Into the desert (Final Fantasy XII, PS2)

The exploration of Ivalice has been super interesting so far. The game gives you an effective impression of allowing you to go where you want, although your progress is actually fenced in once you wander a little further. And it does feel quite a bit like an MMORPG, presumably FF XI, which I haven’t played. Because it felt like an open affair, it was a disappointment to see that I could only upgrade stuff once before the story progressed; I got a bit carried away with leveling my character and now I have more gil (money) and licence points (experience points) than I can use. You still need to watch your step: the areas you can access include nasties which can eat you for a snack (most recently werewolves). And indeed, I’ve died three times already – something I really don’t expect from a Final Fantasy game’s first hours, but I’m welcoming the need to stay awake.

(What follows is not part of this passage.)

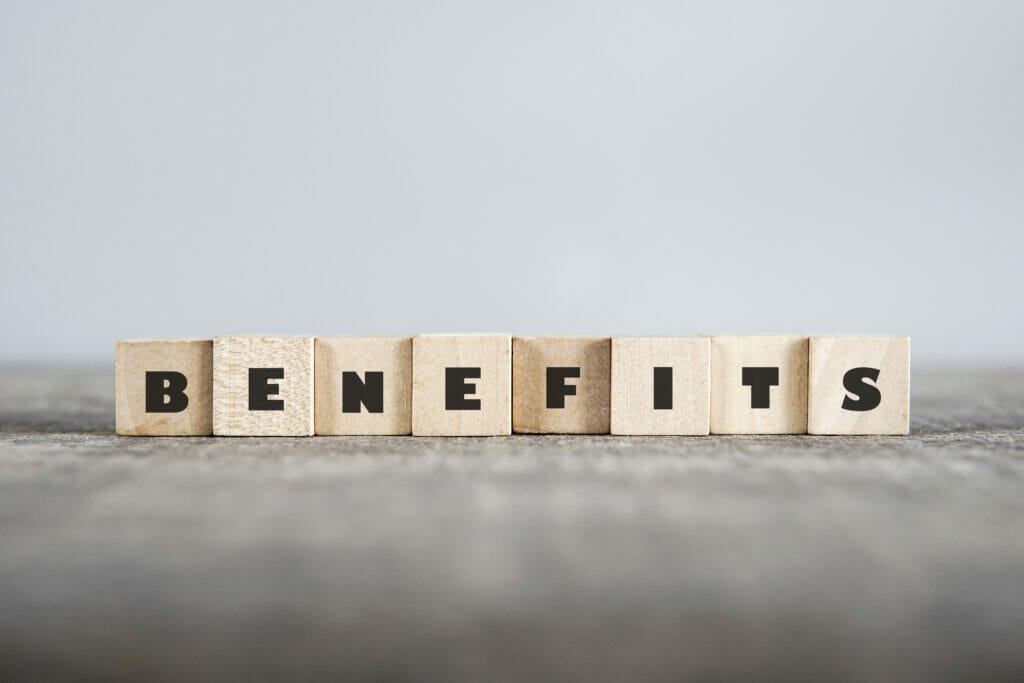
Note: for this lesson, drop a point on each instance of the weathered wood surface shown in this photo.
(522, 557)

The story hasn’t much engaged me yet and my current task seems trivial – sneaking into the palace to steal something of value. The goal of becoming a sky pirate seems worthy, though. All of the characters are likeable, which I find a little surprising, albeit in a good sense. I’ve been roaming the desert in search of a magical stone I need to get access to the palace, learning the party system and upgrading my character. And when I say roaming the desert, I understand how that might sound boring, but it’s such a cool desert to roam. There seems so to be so much to explore that I’ve had to bypass much of it in order to stay focused; interesting sights are beyond every corner. I’m trusting that the story will eventually take me to most of it.

The menu system’s level of polish continues to please me. The one thing I don’t like is the need for going through four button presses to issue a command to heal someone, but I guess that’s what the gambit system is supposed to deal with. But things like automatically equipping better equipment you’ve bought are a joy.

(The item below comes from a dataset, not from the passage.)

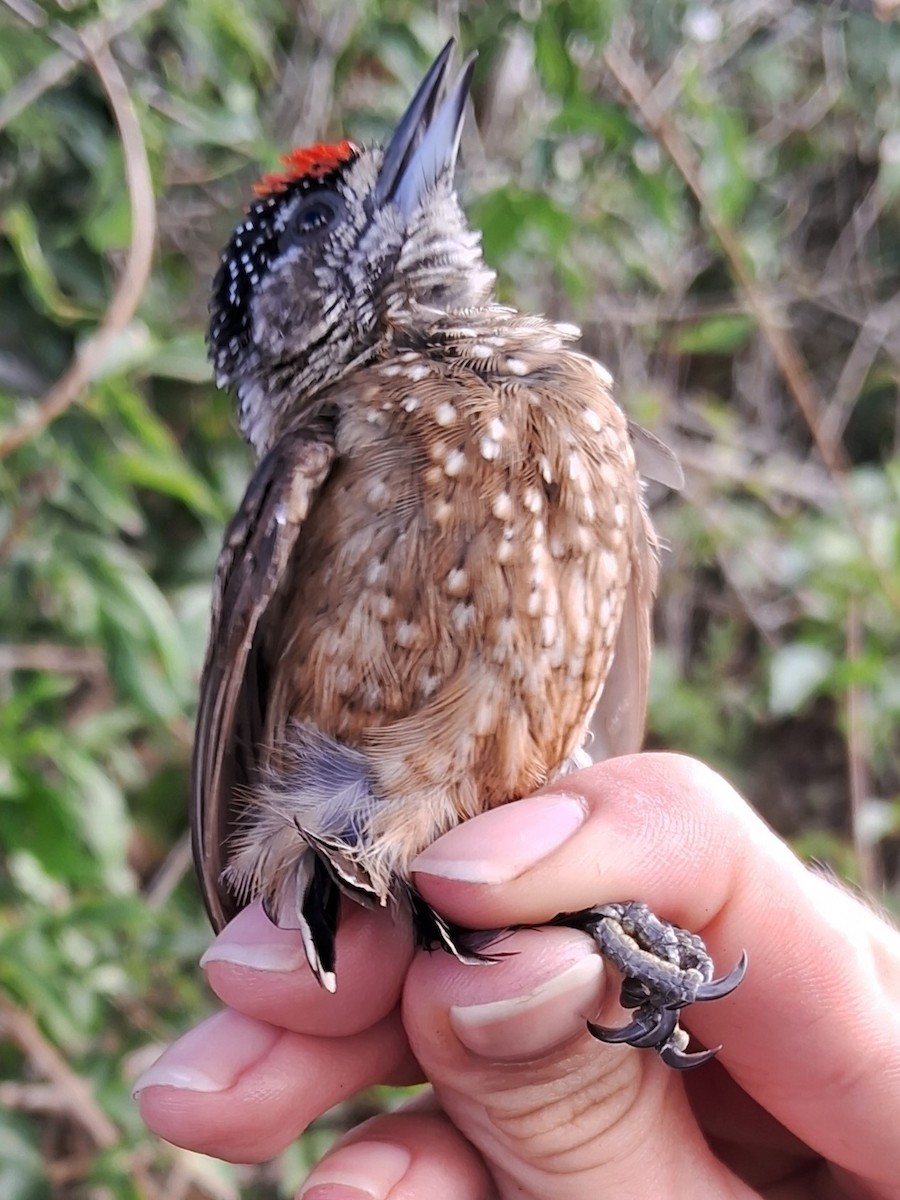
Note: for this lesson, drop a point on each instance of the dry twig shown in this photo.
(131, 286)
(635, 84)
(58, 67)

Then there’s the audiovisual execution. The English dubbing is very good, the narrator in the intro is so far the only voice I haven’t liked. Music is all right, very Final Fantasy, but not particularly noteworthy. The graphics have never been less than excellent. The visual design is flawless, the attention to detail can be overwhelming, the animation is very good – the only thing that lets it down is the PS2, which just can’t handle that many polygons, but they’ve really put all of that power to good use. Everything that matters is in order; you can see far, but the processing power hogging character models only appear when you’re closer, but it’s never a problem. I especially like that you can see architectural and landscape details a long way away, even if you need to cross several independently loaded zones to get there. So you’re never stepping into the dark and wondering what’s beyond the loading screen.

And there’s the character design, which I just adore. The costumes are inspired and bold, animated with lavish – like the characters’ hair. This might be the most hair-centric game in existence, with interesting, animated haircuts all around. The central character Vaan is a little boring though. What is it with lead chracters in RPGs, is there a law that they can’t be interesting? There’s just no edge, no character to speak of thus far. Each one of the supporting cast is vastly more engaging. I can see that someone might like their avatar to be a blank canvas they can project themselves unto, but to me, that’s just lazy design. If you want to go the carte blanche way, then give me more options to customize the avatar.